The Redhills Walk (about two and a half miles) – The Millers Crossing bridge over the Exe is one is pretty impressive, especially when the river is high. Once across this we head through the flatlands of River Exe flood plain, with its allotments and playing fields, before heading up to the high points of Redhills and the western fringes of Exeter. There are one or two steep climbs on this section. I get a big vague where this section joins the Alphin Brook section… Crossing over Dunsford Hill we hit a fantastic trail section. One of my favourite of the whole walk. The drone of the A30 gets ever louder to the point where on the first time I ran it I was convinced I would come round a corner and hit the hard shoulder! Well, this doesn’t happen, and once the heights of Redhills have been descended we hit the next section

View from the top of the Redhills section

The Alphin Brook Walk (about three miles) – This section tracks through the valley of the Alphin Brook. The upper section of the brook flows through rich agricultural land separated from the city by a ridge of hills. As it reaches the Exe valley the brook is tamed in a modern channel to prevent it flooding the old village of Alphington and its modern neighbour the industrial estate of Marsh Barton.

From here is back into the Ludwell Valley Walk section. Which tracks along the Riverside Valley Park, passing over the historic Exeter Ship Canal and the River Exe with its weirs and former mills and then in contrast, having cut through the back of the Cemetery, we drop into the Ludwell Valley Park the walk follows the quiet Northbrook overlooked by sloping meadows.

Tracking along the river towards Ludwell Valley

At the moment, its taking around 1h50 to run it, and including my start and finish legs to join the circle, its coming in at 13.2 miles. Thanks to Mike for getting me round the whole circle for the first time.
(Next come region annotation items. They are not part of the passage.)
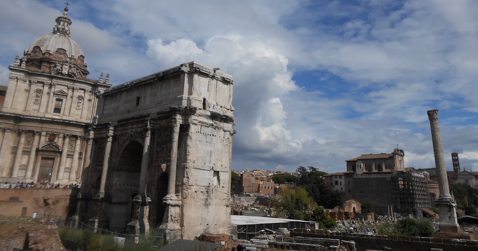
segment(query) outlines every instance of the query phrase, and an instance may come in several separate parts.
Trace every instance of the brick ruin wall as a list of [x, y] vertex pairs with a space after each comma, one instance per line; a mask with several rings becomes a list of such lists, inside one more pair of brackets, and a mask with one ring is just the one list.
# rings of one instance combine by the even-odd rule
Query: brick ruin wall
[[431, 248], [442, 250], [472, 251], [478, 250], [478, 241], [458, 239], [440, 239], [425, 237], [397, 235], [368, 235], [347, 233], [331, 233], [323, 230], [296, 229], [290, 232], [291, 237], [305, 237], [353, 240], [357, 251], [383, 250], [384, 247], [393, 250], [426, 250]]
[[79, 191], [77, 188], [0, 189], [0, 214], [32, 217], [36, 212], [70, 217], [74, 213]]

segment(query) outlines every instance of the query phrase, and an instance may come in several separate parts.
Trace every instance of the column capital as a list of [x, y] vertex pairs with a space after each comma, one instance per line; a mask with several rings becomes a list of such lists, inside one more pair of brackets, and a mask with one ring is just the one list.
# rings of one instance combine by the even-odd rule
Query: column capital
[[428, 119], [430, 120], [438, 119], [438, 110], [437, 109], [427, 111], [427, 113], [428, 114]]

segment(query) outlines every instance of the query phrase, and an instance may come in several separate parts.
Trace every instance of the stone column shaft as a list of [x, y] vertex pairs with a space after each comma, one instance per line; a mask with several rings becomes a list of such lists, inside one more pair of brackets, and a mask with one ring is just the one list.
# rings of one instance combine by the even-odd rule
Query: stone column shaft
[[173, 119], [173, 139], [171, 142], [171, 157], [169, 167], [169, 180], [168, 183], [168, 194], [176, 193], [176, 166], [178, 164], [178, 138], [179, 137], [179, 127], [181, 121], [178, 118]]
[[106, 134], [106, 147], [105, 150], [105, 157], [103, 159], [103, 172], [101, 174], [101, 183], [100, 185], [100, 194], [105, 193], [105, 187], [106, 185], [106, 177], [108, 176], [108, 168], [109, 164], [110, 154], [111, 152], [111, 142], [113, 140], [113, 127], [110, 127]]
[[438, 123], [438, 110], [428, 111], [430, 126], [432, 132], [432, 140], [433, 143], [433, 153], [435, 154], [435, 165], [437, 169], [438, 178], [438, 188], [440, 189], [440, 197], [451, 198], [448, 187], [448, 180], [446, 175], [446, 166], [443, 156], [443, 147], [441, 142], [441, 134], [440, 132], [440, 124]]
[[456, 217], [456, 203], [450, 195], [448, 181], [446, 175], [446, 166], [443, 157], [441, 134], [438, 123], [438, 110], [430, 110], [427, 112], [430, 119], [435, 154], [435, 164], [438, 178], [440, 196], [436, 203], [438, 207], [439, 232], [459, 232], [460, 227]]
[[61, 148], [61, 156], [60, 157], [60, 166], [58, 167], [57, 180], [63, 179], [63, 174], [66, 165], [66, 153], [68, 152], [68, 142], [69, 141], [69, 135], [65, 134], [63, 138], [63, 147]]
[[15, 153], [15, 160], [13, 162], [13, 169], [12, 170], [12, 177], [18, 177], [18, 170], [22, 162], [22, 154], [23, 152], [23, 145], [25, 144], [25, 131], [20, 133], [20, 139], [17, 145], [17, 152]]
[[78, 169], [78, 156], [79, 155], [79, 144], [82, 142], [81, 138], [76, 136], [76, 140], [74, 143], [74, 152], [73, 154], [73, 160], [71, 162], [71, 169], [70, 171], [69, 179], [74, 180], [76, 179], [76, 171]]
[[139, 178], [139, 194], [147, 197], [146, 194], [146, 181], [147, 179], [148, 167], [149, 165], [149, 142], [151, 139], [151, 129], [146, 129], [143, 146], [143, 157], [141, 162], [141, 175]]
[[28, 164], [27, 165], [27, 171], [25, 172], [25, 178], [32, 178], [32, 171], [33, 170], [33, 164], [35, 163], [35, 155], [36, 154], [36, 148], [38, 145], [38, 141], [40, 139], [40, 132], [33, 133], [33, 143], [30, 150], [30, 156], [28, 156]]
[[46, 103], [46, 113], [51, 113], [51, 107], [53, 106], [54, 103], [53, 102], [53, 87], [55, 86], [55, 84], [51, 83], [50, 84], [50, 91], [48, 92], [48, 99]]
[[66, 95], [66, 98], [65, 99], [65, 109], [63, 111], [63, 114], [65, 116], [67, 116], [69, 113], [69, 109], [68, 109], [70, 106], [71, 105], [71, 99], [70, 98], [70, 96], [72, 95], [71, 94], [71, 89], [73, 88], [72, 86], [68, 86], [68, 94]]
[[[84, 161], [83, 169], [82, 172], [80, 172], [80, 177], [82, 178], [82, 184], [88, 184], [89, 181], [90, 180], [90, 165], [91, 163], [91, 152], [93, 145], [93, 138], [91, 136], [87, 137], [87, 149], [85, 150], [85, 161]], [[86, 169], [88, 169], [88, 173], [86, 175], [83, 174], [83, 171]], [[84, 176], [84, 177], [83, 177]], [[82, 187], [83, 187], [83, 186]], [[85, 188], [86, 187], [85, 187]], [[81, 190], [82, 191], [84, 191], [84, 189]]]

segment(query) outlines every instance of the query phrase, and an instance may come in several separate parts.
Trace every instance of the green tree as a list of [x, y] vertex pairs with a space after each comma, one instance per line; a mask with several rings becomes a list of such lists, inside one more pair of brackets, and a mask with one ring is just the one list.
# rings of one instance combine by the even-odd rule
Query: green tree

It has become a regular part of my run activity, and exploring it has led to a greater sense of adventure in the rest of my city running. I’ve stopped running the same old roads, and have been begun exploring the network of tracks, trails and paths that weave though this city, and this is making for much better runs.

2 thoughts

  1. Really nice write up Tobit. The elevation graph thingy is great.